Spacezombies · 15/09/2018 07:45

Comment above was in reply to @jannier. O tagged the wrong name. Sorry @myrtleWilson!!!

redastherose · 15/09/2018 09:47

Re the letter and the assertions that it makes about the wording. For the statement that the 'contractual notice period is the period set out in the contracted hours section' to be true there would need to be a definitions section to that effect which form part of the contract.

Also the part about all supporting policies and documentation is utterly irrelevant unless those policies and documents are incorporated into the contract by an additional clause which states that in the contract. An example would be a clause which states 'this contract is to include the additional term and conditions contained in the attached regulations' and you would then also have to have received a copy of the said regs.

From the except you've provided we cannot see if those additional parts have been included in the contract you signed. If not they can be disregarded.

In addition where a contract has been reduced to writing a Court is extremely unlikely to allow additional verbal statements to be deemed to have formed part of the contract so anything she said to you can likewise be disregarded.

silv55 · 16/09/2018 05:09

I am a childminder and it really depends what you signed at the time of your contract,try and dig the contract out,I always make sure the parent takes the contract away and never signs anything in haste for after school i do 2 weeks notice for full time 1 month ,personally i think you have given sufficient notice,she has had ample opportunity to find a replacement for your daughters space,the summer i get inundated with requests for after school requests,in the north we would say she is beeing a bit brass necked!! trying to squeeze money out of you,lets hope there is nothing in the contract to say when you have to give notice.good luvk

underneaththeash · 16/09/2018 14:25

silv55 - the OP has posted the contract already on page 2. It doesn't mention anything about the notice period excluding any time when the child isn't attending.

I would recommend that you reply in writing and state that changes to the notice period were not discussed at any point and her own contract does not mention anything about notice periods not being valid during school holidays.

AdoreTheBeach · 29/09/2018 00:07

Any news on this op?

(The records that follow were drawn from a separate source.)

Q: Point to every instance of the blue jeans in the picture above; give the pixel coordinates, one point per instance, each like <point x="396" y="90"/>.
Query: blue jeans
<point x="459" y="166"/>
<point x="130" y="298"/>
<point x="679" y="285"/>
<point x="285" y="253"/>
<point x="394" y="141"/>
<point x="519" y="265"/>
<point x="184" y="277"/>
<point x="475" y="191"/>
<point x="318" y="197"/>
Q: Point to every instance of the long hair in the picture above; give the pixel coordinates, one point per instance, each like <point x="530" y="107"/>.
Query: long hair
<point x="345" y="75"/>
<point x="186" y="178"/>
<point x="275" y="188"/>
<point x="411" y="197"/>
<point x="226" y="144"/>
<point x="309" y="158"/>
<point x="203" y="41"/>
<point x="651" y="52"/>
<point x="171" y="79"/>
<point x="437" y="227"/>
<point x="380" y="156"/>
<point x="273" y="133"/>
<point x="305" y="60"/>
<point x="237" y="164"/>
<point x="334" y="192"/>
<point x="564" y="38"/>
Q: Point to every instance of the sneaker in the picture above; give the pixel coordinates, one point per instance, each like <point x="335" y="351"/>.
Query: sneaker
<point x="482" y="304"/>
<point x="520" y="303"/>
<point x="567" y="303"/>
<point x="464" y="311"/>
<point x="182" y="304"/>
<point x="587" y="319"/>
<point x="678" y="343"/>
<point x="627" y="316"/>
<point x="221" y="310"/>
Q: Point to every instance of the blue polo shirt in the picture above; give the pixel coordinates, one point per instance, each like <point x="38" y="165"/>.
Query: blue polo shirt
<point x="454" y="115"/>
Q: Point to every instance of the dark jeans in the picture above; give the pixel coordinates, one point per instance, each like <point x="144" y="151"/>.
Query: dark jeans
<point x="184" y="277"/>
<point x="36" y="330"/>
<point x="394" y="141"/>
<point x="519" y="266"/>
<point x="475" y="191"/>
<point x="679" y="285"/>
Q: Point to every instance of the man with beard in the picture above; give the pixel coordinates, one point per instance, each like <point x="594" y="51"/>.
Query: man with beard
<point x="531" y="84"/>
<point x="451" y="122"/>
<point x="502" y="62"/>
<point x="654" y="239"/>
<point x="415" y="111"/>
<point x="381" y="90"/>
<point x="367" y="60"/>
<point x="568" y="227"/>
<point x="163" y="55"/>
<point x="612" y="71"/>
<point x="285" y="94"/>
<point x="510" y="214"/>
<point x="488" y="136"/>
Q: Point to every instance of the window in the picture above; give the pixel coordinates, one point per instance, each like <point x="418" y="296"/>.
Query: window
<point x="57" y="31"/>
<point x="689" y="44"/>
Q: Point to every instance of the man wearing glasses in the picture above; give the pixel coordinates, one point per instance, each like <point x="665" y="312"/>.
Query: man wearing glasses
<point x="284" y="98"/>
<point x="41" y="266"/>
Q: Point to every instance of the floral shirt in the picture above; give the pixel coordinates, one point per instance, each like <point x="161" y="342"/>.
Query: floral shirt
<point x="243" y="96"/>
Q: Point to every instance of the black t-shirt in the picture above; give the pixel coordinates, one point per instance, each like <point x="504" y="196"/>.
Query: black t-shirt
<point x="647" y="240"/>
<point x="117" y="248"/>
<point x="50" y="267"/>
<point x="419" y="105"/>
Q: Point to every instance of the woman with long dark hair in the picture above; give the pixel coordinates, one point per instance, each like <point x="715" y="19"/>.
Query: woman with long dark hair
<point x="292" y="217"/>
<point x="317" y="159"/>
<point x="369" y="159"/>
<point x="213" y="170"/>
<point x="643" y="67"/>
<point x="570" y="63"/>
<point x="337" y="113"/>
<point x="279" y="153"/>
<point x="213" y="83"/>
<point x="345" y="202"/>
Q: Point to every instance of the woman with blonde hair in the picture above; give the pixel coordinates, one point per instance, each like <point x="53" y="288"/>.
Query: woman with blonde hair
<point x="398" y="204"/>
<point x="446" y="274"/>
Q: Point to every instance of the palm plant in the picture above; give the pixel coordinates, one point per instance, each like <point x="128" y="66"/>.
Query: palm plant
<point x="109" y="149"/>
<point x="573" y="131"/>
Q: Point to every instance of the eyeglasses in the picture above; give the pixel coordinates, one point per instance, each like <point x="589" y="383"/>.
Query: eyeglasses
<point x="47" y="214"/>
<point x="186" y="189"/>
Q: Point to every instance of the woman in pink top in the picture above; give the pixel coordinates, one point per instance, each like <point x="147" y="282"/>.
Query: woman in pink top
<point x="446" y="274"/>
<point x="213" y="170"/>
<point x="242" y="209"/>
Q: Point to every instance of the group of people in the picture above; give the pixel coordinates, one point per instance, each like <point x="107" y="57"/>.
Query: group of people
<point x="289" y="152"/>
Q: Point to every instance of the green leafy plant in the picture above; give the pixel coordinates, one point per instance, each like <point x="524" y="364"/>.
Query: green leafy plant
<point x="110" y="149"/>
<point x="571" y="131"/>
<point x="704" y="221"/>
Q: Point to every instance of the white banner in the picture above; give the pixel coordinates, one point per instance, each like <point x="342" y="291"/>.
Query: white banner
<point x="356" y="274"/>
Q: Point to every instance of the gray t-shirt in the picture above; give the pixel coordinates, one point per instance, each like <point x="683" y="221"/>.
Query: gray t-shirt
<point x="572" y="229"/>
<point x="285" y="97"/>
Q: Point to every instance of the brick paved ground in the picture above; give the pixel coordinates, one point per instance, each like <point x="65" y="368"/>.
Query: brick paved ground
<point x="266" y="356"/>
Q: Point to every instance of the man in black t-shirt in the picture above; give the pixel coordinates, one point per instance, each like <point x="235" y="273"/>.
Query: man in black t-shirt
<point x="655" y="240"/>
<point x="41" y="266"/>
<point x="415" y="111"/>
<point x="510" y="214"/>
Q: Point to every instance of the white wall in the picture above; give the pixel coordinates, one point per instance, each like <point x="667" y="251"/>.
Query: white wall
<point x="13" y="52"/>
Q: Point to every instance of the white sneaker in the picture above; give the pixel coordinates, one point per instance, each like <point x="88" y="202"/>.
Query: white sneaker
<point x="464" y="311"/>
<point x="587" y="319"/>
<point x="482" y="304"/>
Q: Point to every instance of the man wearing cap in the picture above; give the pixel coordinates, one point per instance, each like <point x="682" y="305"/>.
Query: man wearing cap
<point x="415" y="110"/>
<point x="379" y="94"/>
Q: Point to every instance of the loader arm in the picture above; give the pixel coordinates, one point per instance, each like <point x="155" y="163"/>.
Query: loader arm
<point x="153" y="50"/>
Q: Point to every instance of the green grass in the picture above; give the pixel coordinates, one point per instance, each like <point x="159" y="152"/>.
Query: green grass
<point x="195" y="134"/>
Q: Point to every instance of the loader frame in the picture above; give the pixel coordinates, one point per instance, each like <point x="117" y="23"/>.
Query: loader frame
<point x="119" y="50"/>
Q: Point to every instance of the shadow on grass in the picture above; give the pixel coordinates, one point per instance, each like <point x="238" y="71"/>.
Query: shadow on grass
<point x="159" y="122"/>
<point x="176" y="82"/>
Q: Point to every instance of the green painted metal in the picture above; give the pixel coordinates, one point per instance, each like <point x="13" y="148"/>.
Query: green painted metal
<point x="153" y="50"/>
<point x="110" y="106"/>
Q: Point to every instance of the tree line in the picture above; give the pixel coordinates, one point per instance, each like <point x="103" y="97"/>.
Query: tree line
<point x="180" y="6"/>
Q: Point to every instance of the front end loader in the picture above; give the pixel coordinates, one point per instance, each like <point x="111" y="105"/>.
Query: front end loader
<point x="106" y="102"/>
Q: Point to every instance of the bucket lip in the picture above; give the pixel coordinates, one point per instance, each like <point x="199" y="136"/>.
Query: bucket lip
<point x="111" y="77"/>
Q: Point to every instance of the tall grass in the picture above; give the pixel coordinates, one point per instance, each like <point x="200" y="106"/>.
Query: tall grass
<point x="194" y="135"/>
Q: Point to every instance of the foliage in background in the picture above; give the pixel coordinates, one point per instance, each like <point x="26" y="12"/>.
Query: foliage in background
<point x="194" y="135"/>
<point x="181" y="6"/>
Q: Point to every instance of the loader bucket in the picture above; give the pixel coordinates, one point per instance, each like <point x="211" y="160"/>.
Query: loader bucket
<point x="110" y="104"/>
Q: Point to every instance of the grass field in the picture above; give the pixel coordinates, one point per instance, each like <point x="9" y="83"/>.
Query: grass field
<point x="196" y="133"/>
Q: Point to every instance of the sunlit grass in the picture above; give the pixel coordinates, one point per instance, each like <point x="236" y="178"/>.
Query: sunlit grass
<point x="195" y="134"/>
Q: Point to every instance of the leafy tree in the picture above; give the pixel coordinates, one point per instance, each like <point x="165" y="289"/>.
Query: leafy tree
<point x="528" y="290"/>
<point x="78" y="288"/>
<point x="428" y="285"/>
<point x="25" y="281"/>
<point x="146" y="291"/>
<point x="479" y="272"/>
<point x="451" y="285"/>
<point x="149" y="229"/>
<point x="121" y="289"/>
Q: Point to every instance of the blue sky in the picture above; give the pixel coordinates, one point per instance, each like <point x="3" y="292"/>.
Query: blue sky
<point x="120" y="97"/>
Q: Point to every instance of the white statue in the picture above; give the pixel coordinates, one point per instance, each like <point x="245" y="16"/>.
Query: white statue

May be useful to others in future.

Needadvice2018 · 05/10/2018 15:51

@AdoreTheBeach

I emailed her back a couple of weeks ago explaining to her that her contract was poorly drafted and didn't mean what she thought it meant and that putting things in letters doesn't make it legally binding along with stuff about how her pre-action protocol letter was incorrectly drafted as well and so far she's not got back to me about anything! Still waiting to see if she'll actually bother taking me to court.

OP posts:
AdoreTheBeach · 05/10/2018 16:03

Good for you. Let’s hope you don’t hear from her again. What a shame she couldn’t simply accept the notice you gave her as now you’ll only have a poor memory of her as a child minder.